Planners also aren't afraid to cut hotel costs by going to outside suppliers for convention supplies, equipment and staff.

As Leslie Zeck, director of meetings for the American Council of Engineering Companies, was preparing for its annual convention later this month, she was approached by an audiovisual company that was setting up lights, stage sets and projectors for the convention preceding hers at the Grand Hyatt Washington. The company proposed to keep the equipment at the hotel ballroom so that Zeck could save on installation and loading fees.

Zeck's convention budget has been sliced 10% this year, and taking up the company's offer saved her about $10,000.

"We're getting more equipment than what we'd have purchased on our own," Zeck says.

In the past, Goodwill typically relied on hotels for its audiovisual equipment. But it took the business to outside vendors for the first time this year. It's saving the organization about 30%. "We're now seeking competitive bids whenever possible," Aldred says.

Some planners bypass full-service hotels altogether.

Colorado-based Unique Venues, which matches meeting planners with non-traditional meeting venues, has seen the number of leads grow 30% in the last year, says President Chuck Salem.

In addition to university campuses and suburban conference centers, even camps and cruise ships are generally more affordable than full-service hotels in city centers, Salem says.

An overnight meeting at UCLA, for example, can start at about $135 a person, including a meeting room with audiovisual equipment and three meals, he says. And it's not dorm cafeteria food.

"They have sushi, Thai and Italian," he says. "And you don't have to wear flip-flops to go to the bathroom."

Lisa Block of the Society for Human Resource Management says she has scheduled 40 seminars this year in conference centers, most of which were at hotels in previous years. Another bonus: Conference centers don't charge attrition penalties, she says. "We're watching our pennies but trying to be careful not to impact quality and experience."

Obvious penny pinching

For conventiongoers, the penny pinching probably is most noticeable in exhibit halls and seminar sessions.

They're seeing fewer celebrity speakers. Buffet-style dining is replacing plated lunches and cocktail receptions. And there are fewer handouts, brochures and goodies — almost anything to save a buck.

For her annual convention this year, Block has eliminated some direct mail sent to 250,000 society members. They now get more "bite-size" e-mails.
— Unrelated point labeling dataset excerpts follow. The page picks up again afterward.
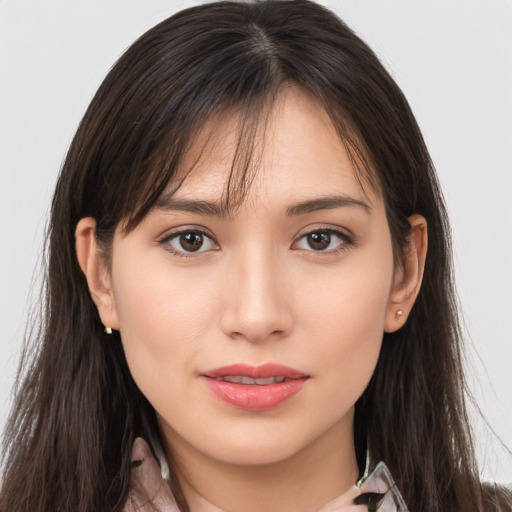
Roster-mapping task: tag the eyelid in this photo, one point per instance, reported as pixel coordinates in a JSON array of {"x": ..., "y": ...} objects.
[
  {"x": 347, "y": 239},
  {"x": 165, "y": 240}
]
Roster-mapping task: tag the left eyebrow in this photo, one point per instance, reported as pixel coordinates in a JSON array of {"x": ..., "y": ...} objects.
[{"x": 326, "y": 203}]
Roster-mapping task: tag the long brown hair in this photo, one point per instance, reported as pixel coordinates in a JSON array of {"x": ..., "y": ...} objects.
[{"x": 78, "y": 411}]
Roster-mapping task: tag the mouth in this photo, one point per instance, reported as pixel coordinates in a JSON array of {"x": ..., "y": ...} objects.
[{"x": 255, "y": 388}]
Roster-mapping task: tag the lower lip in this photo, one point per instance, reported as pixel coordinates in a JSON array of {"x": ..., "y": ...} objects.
[{"x": 254, "y": 397}]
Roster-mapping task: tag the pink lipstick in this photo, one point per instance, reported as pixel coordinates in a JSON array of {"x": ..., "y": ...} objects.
[{"x": 255, "y": 388}]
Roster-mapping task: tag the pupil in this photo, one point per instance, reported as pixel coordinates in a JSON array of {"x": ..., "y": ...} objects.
[
  {"x": 319, "y": 240},
  {"x": 191, "y": 241}
]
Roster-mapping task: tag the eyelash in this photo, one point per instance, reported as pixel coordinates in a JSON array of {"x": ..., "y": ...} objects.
[{"x": 346, "y": 241}]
Handout material for the convention — such as the attendee list and speaker handouts — will be posted online for members to view and, if they want, print at home.

The Pacific Coast Reproductive Society has asked its convention hotel to eliminate bottled water — which can cost as much as $5 a bottle — and install water jugs in meeting rooms. It also distributed reusable plastic water bottles instead of paper cups and saved "thousands of dollars," says Massey of Synaxis Meetings, which planned the event. The non-profit organization also replaced convention tote bags with cotton bags that can be used at grocery stores, and cut down on trade show displays.

More organizations are also refusing to hire expensive speakers. AARP had considered several marketing "industry celebrities" for its meeting in Los Angeles in November but found hiring university professors who specialize in AARP-demographics is about 75% cheaper. The Society for Human Resource Management's annual convention will have 180 concurrent sessions with about 200 speakers, about 15% fewer than 2009.

Those attending the American Council of Engineering Companies' convention will have to settle for breakfast sandwiches and burritos, instead of a full breakfast from the hotel's menu.

"If times were great, we'd have given them a full hot breakfast buffet," says Zeck of the American Council of Engineering Companies.

At the World Stem Cell Summit in Detroit in October, attendees will get box lunches — minus the pasta salad.

"It was just a couple of bucks," says Massey of Synaxis Meetings. "But multiply that by 1,200."